Is this more foreshadowing? As in, if Andy does bite it, we shouldn’t expect Holly to freak out for too long. She does like the guy, but she knows that the El Cuco mission cannot fall by the wayside for some mourning time. As for the bogeyman/Tear Drinker/Grief Eater himself, we didn’t see El Cuco do anything new this episode. He’s waiting inside the cave for the action to go down, and everyone figured out he was there because of Seale’s story about his relatives that got trapped inside while searching for some lost boys. Those unfortunate folks were also, of course, related to Claude, who’s now in two places at once: (1) The doppelganger host of El Cuco; (2) The O.G. Claude, whose consciousness somehow feeds into El Cuco also.

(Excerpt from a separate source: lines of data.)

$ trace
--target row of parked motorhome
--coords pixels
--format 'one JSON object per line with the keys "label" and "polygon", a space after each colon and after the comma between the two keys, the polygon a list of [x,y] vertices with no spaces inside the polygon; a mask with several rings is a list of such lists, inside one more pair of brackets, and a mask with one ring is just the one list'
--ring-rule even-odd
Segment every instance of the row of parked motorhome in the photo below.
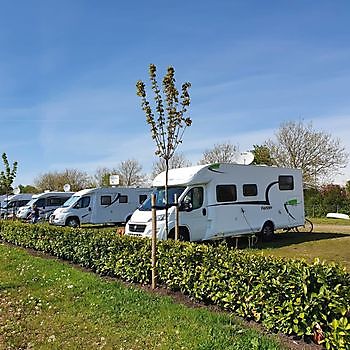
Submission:
{"label": "row of parked motorhome", "polygon": [[[77,227],[81,224],[126,222],[135,209],[147,199],[150,188],[107,187],[73,192],[44,192],[7,197],[1,210],[3,217],[26,220],[33,207],[51,224]],[[19,196],[27,199],[18,201]]]}
{"label": "row of parked motorhome", "polygon": [[[158,239],[174,237],[175,195],[180,237],[201,241],[303,226],[302,174],[297,169],[211,164],[172,169],[168,174],[168,234],[165,228],[165,173],[153,188],[96,188],[76,193],[34,195],[17,211],[25,219],[32,205],[49,222],[61,226],[127,222],[125,233],[150,237],[151,192],[156,195]],[[63,197],[64,196],[64,197]],[[130,219],[130,220],[129,220]]]}
{"label": "row of parked motorhome", "polygon": [[26,205],[32,199],[32,196],[29,193],[0,196],[1,218],[16,216],[18,208]]}

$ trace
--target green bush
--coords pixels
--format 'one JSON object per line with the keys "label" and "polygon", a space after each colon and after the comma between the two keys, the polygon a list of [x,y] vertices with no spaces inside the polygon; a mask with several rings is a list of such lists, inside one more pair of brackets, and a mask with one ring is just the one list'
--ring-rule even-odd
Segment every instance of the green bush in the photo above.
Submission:
{"label": "green bush", "polygon": [[[0,238],[125,281],[151,280],[148,239],[114,231],[0,222]],[[161,241],[158,280],[268,329],[301,337],[324,332],[327,349],[350,348],[350,275],[340,266],[278,259],[225,245]]]}

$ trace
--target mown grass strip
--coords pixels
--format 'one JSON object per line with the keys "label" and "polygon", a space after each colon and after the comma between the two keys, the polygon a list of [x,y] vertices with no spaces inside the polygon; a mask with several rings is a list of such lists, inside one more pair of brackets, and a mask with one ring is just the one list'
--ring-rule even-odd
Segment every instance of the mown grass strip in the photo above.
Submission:
{"label": "mown grass strip", "polygon": [[0,349],[282,349],[228,314],[3,244],[0,309]]}
{"label": "mown grass strip", "polygon": [[330,218],[310,218],[313,224],[350,226],[350,220]]}
{"label": "mown grass strip", "polygon": [[320,224],[318,221],[314,224],[312,233],[280,232],[273,241],[259,243],[254,252],[293,259],[303,258],[308,262],[319,258],[340,263],[349,272],[350,226]]}

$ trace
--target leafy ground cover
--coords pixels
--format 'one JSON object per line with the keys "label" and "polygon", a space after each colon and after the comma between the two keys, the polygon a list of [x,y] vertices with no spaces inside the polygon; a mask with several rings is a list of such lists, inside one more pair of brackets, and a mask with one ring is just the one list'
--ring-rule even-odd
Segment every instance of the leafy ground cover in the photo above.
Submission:
{"label": "leafy ground cover", "polygon": [[282,349],[228,314],[0,244],[0,349]]}

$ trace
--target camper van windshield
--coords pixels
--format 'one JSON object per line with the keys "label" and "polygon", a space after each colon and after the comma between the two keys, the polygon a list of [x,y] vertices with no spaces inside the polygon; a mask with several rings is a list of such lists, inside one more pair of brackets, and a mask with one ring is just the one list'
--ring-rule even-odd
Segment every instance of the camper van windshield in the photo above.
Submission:
{"label": "camper van windshield", "polygon": [[[175,194],[177,194],[177,198],[180,197],[181,193],[185,190],[186,187],[169,187],[168,188],[168,198],[169,198],[169,205],[174,204]],[[164,208],[165,207],[165,188],[164,187],[158,187],[153,191],[153,193],[156,195],[156,206],[158,208]],[[151,210],[151,197],[149,197],[143,204],[140,206],[139,210]]]}
{"label": "camper van windshield", "polygon": [[80,197],[80,196],[72,196],[72,197],[70,197],[69,199],[67,199],[67,200],[63,203],[62,207],[63,207],[63,208],[68,208],[68,207],[70,207],[70,206],[73,205],[76,201],[78,201],[79,198],[81,198],[81,197]]}
{"label": "camper van windshield", "polygon": [[31,206],[33,206],[33,204],[36,202],[36,200],[37,200],[37,198],[32,198],[26,205],[27,205],[28,207],[31,207]]}

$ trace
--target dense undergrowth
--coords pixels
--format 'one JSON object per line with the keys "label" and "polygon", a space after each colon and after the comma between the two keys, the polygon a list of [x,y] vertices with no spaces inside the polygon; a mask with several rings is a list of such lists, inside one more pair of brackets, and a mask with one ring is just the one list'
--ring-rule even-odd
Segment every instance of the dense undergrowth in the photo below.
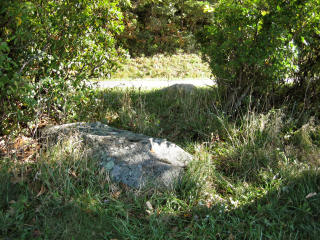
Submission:
{"label": "dense undergrowth", "polygon": [[317,119],[299,118],[299,112],[280,105],[253,110],[250,101],[241,114],[228,117],[216,93],[214,88],[192,94],[93,92],[67,121],[101,121],[178,143],[195,158],[183,182],[167,192],[117,185],[72,140],[34,151],[28,159],[16,149],[1,157],[0,235],[316,239]]}

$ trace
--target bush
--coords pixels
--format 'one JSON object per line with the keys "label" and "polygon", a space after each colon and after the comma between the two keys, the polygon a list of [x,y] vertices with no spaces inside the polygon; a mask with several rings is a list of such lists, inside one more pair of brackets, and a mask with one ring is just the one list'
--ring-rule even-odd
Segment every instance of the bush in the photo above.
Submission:
{"label": "bush", "polygon": [[207,22],[207,1],[133,0],[123,4],[125,30],[119,40],[131,56],[195,51],[193,33]]}
{"label": "bush", "polygon": [[123,29],[118,4],[118,0],[1,4],[0,97],[4,107],[0,134],[32,120],[48,91],[57,93],[48,102],[50,109],[61,110],[55,100],[70,87],[77,89],[89,77],[110,75],[122,56],[115,40]]}
{"label": "bush", "polygon": [[302,65],[309,79],[318,72],[306,63],[315,65],[319,53],[318,3],[221,0],[211,9],[212,23],[197,39],[229,111],[250,92],[267,96],[288,78],[305,75]]}
{"label": "bush", "polygon": [[[300,13],[301,12],[301,13]],[[294,97],[303,98],[303,110],[317,114],[320,103],[320,1],[299,6],[303,19],[296,21],[293,35],[298,48],[298,69],[294,75]]]}

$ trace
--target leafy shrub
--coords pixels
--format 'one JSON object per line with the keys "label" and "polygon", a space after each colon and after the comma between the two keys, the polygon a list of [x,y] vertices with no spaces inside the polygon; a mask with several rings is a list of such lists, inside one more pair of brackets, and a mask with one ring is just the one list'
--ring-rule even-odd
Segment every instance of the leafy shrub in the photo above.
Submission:
{"label": "leafy shrub", "polygon": [[298,48],[298,69],[294,75],[295,91],[292,95],[303,98],[302,111],[319,112],[320,103],[320,1],[305,1],[298,5],[293,38]]}
{"label": "leafy shrub", "polygon": [[[71,85],[77,89],[84,79],[110,75],[123,53],[115,40],[123,29],[118,3],[15,0],[1,5],[0,96],[5,108],[0,134],[33,119],[34,108],[48,94],[42,86],[59,100]],[[61,107],[56,101],[50,104]]]}
{"label": "leafy shrub", "polygon": [[237,108],[250,92],[268,95],[304,71],[310,71],[308,79],[319,77],[311,68],[320,45],[318,8],[319,1],[311,0],[221,0],[211,9],[212,23],[197,39],[227,109]]}
{"label": "leafy shrub", "polygon": [[207,21],[207,1],[135,0],[123,4],[125,30],[120,36],[131,56],[195,50],[193,33]]}
{"label": "leafy shrub", "polygon": [[25,104],[30,103],[28,90],[30,86],[17,73],[17,63],[10,57],[7,42],[0,38],[0,135],[23,119]]}

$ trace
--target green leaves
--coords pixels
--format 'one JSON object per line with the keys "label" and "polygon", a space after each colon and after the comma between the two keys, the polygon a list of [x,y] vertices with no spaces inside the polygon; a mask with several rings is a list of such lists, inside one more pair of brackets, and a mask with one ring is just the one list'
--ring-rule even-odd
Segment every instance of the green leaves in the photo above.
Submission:
{"label": "green leaves", "polygon": [[[208,12],[204,13],[204,9]],[[142,0],[124,4],[125,30],[119,36],[131,56],[195,50],[194,32],[207,22],[208,1]],[[143,47],[141,47],[143,46]]]}
{"label": "green leaves", "polygon": [[52,107],[46,111],[61,107],[60,97],[50,98],[48,92],[42,92],[44,84],[63,95],[67,90],[63,81],[72,82],[78,91],[81,80],[109,76],[116,69],[124,53],[115,40],[123,29],[118,4],[118,0],[14,0],[1,5],[0,97],[1,104],[7,106],[0,110],[2,124],[15,124],[8,116],[14,116],[10,112],[19,104],[27,108],[28,118],[33,118],[39,109],[24,104],[30,102],[29,97],[41,100],[40,105],[51,99]]}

I’m guessing that the cave story was mostly meant to propel the group to the El Cuco hiding place, not to draw some sort of conclusion about El Cuco possessing someone whose family members were killed by the same presence back in the day. It’s all very circular, but perhaps in a coincidental way, much like Holly’s assessment of Ralph’s death-song story last week.
Other than the buildup to the cliffhanger, not much else of importance happened, other than Glory telling Jeannie that she appreciates her kindness. I can’t begin to guess how those two will figure into the finale, since they’re so removed from the cave action. Only one more episode remains, and King warned folks to be prepared to be blown away by the season finale. Six days to go, and the real fight to contain El Cuco shall begin.
HBO’s ‘The Outsider’ airs on Sunday nights at 9:00 pm EST.